R: I dunno. I kind of figured out that, yeah, people definitely like stuff that I make — I took almost a year break after that, not doing anything. I just like taking things at my own pace, and I got back into it when I was ready to.

A: How do you find living in Toronto affects your sound? Does the city inspire you in any way that you can pinpoint?

R: No, not particularly.

A: The reason I ask is because, to my ears, some of the hallmarks of your sound, like those big, muffled drums, the way you use negative space, the overall tone of —

R: I was doing that stuff before I moved to Toronto. I think it’s easy to connect the dots where there aren’t any to be connected. I think right now there’s a general sound that’s emerging, and a lot of it is by people like 40 and stuff like that. And there are similarities there, and that might be the “Toronto sound” — I don’t think there is a Toronto sound, I think there are a lot of different sounds coming from here.

A: That was the next question I was going to ask you. With people being inundated with so many influences from all over the world, do you think that there’s still such a thing a regional sound?

R: It depends if there’s a scene of close-knitted individuals working on a similar style of music. I don’t even get out too much in Toronto. I do think it’s going to be harder to have a “one city, one sound” thing going on. We might be leaving that period. You’re more likely to have writers characterize sounds based on groups of people on the Internet rather than by city. That’s where everybody is now.

A: Can you tell me a bit about your songwriting process? How do you start a new song?

R: It’s usually by designing a sound that I want to work with. A texture, something I want to work around. Then I get a chord progression, or just a bass line to riff off of, or I have a drumbeat I really want to do, then I have to make something to go on top of it. It usually starts with just one piece, then I have to see how I can turn it into a beat or track or whatever.

A: Are you working on any new stuff right now?

R: I am working on new stuff. A lot of it is for other people. Trying to temper what I want to do with what other people are paying me to do.

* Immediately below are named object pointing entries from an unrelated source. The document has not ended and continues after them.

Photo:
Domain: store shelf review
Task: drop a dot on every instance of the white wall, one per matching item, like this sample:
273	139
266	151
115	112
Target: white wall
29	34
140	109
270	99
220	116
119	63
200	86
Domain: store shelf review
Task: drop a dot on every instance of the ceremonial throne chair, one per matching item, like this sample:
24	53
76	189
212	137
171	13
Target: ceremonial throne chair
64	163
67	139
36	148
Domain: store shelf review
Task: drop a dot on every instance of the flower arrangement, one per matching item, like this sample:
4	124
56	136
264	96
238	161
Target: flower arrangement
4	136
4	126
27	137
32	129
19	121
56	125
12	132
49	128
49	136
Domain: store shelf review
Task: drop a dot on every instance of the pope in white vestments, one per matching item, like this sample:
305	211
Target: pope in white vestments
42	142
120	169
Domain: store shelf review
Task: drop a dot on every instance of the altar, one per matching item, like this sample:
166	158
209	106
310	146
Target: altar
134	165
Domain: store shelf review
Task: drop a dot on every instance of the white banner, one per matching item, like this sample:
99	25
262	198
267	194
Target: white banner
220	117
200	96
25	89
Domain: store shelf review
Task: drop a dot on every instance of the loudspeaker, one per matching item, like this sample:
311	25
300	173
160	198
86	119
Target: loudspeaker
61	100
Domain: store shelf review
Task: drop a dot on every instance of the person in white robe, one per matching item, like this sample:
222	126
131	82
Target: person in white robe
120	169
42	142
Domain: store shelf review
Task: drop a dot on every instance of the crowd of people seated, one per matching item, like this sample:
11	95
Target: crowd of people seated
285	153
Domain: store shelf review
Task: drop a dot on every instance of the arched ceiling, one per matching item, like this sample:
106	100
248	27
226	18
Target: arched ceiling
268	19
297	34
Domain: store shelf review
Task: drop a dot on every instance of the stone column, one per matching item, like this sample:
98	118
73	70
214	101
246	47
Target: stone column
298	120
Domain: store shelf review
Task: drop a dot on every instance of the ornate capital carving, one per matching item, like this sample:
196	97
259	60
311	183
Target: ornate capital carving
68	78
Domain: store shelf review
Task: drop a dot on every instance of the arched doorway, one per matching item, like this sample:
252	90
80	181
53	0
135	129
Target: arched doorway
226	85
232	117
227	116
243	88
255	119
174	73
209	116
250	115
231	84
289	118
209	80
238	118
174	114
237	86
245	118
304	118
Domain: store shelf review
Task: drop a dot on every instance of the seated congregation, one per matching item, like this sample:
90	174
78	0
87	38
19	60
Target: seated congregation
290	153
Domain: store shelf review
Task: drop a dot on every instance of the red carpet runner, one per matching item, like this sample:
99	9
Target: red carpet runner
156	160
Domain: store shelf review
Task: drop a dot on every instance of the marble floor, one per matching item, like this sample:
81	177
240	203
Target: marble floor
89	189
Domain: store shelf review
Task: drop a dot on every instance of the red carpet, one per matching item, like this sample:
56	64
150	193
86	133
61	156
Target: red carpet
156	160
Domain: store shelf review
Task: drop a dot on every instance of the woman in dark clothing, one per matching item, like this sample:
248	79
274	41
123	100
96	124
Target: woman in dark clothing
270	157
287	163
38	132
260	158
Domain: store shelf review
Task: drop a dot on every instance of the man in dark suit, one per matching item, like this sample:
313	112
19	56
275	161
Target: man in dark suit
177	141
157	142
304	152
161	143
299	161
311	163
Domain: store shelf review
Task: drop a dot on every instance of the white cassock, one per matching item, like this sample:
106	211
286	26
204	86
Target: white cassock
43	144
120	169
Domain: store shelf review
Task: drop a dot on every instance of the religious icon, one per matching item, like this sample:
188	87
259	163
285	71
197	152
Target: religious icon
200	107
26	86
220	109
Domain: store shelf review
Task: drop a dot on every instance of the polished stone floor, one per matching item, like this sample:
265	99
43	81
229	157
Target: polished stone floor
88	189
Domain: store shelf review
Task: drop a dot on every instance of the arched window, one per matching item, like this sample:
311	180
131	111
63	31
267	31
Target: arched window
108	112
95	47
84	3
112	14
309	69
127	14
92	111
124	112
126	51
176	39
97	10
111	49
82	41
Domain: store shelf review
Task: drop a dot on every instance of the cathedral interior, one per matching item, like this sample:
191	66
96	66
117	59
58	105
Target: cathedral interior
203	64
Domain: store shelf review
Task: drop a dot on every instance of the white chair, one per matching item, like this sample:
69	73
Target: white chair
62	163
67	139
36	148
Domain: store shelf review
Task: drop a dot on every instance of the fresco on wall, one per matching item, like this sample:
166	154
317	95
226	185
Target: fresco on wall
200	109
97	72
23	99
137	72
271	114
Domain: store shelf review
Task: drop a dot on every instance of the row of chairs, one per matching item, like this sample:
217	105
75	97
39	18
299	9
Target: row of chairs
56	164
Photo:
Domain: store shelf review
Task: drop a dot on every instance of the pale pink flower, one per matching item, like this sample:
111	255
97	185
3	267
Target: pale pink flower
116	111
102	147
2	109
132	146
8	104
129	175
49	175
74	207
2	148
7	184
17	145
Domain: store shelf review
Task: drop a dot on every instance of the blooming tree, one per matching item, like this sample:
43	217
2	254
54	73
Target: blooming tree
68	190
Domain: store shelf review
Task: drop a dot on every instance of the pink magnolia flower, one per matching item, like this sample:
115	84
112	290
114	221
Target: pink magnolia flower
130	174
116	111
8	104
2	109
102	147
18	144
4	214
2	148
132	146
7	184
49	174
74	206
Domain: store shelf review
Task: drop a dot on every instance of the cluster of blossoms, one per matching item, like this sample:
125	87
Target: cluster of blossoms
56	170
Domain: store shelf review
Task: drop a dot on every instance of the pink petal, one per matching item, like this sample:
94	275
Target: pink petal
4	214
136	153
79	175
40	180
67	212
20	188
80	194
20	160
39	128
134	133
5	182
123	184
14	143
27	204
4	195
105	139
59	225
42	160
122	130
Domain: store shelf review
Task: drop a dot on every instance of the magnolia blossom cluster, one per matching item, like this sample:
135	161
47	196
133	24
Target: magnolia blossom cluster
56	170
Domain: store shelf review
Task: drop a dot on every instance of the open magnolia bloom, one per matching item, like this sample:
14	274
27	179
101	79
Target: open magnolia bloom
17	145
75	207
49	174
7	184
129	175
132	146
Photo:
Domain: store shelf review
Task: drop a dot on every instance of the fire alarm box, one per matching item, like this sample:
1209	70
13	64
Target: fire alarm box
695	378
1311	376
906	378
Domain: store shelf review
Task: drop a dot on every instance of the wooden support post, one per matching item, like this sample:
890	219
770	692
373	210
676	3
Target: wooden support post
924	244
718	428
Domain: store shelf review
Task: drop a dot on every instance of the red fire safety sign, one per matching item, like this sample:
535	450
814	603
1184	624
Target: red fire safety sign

A: With “Come,” the track with Jesse Boykins you did for the EP, you had that beat already, and sent it off to him and he sent it back with vocals. Is that how your collaborations usually work, or is it more of a give-and-take?

R: I tried to avoid when people come to me just start saying what they want and I have to build it on spec like that. I usually try to go in prepared with things I already have and show it to them and be like, “Okay, I like that, can we do this little thing?” It’s a lot more — I can still feel that it’s my track. It’s kind of a pride thing.

A: Let’s talk about the EP a bit. It’s pretty short, pretty stylistically varied. What was the impetus for putting it out?

R: Just to get something out, y’know? I look at it as kind of a sampler as what I was doing at that moment. A lot of the things were just what was lying around that someone hadn’t picked up on to use. I took them back, but some finishing touches on them, and then, “Here, have an EP.” I wanted to do something solo, because I have a lot of work coming up with other people, so I don’t think I’ll have the time to do that. I just wanted to get something out there.

A: Do you plan to release any more solo stuff on Vase, like a full-length?

R: I might, at some point. I definitely want to do more solo stuff, and I definitely want to work with Jacques Greene on some solo stuff, but I can’t really comment on particulars.

A: Do you feel like the EP is a pretty good representation of you as an artist now?

R: I can never say that my music represents me as I am at the time. Nothing that ever comes out is current, it’s always been sat on for five months. I’m always way ahead of what people are hearing at the moment. I just need to work faster, I guess.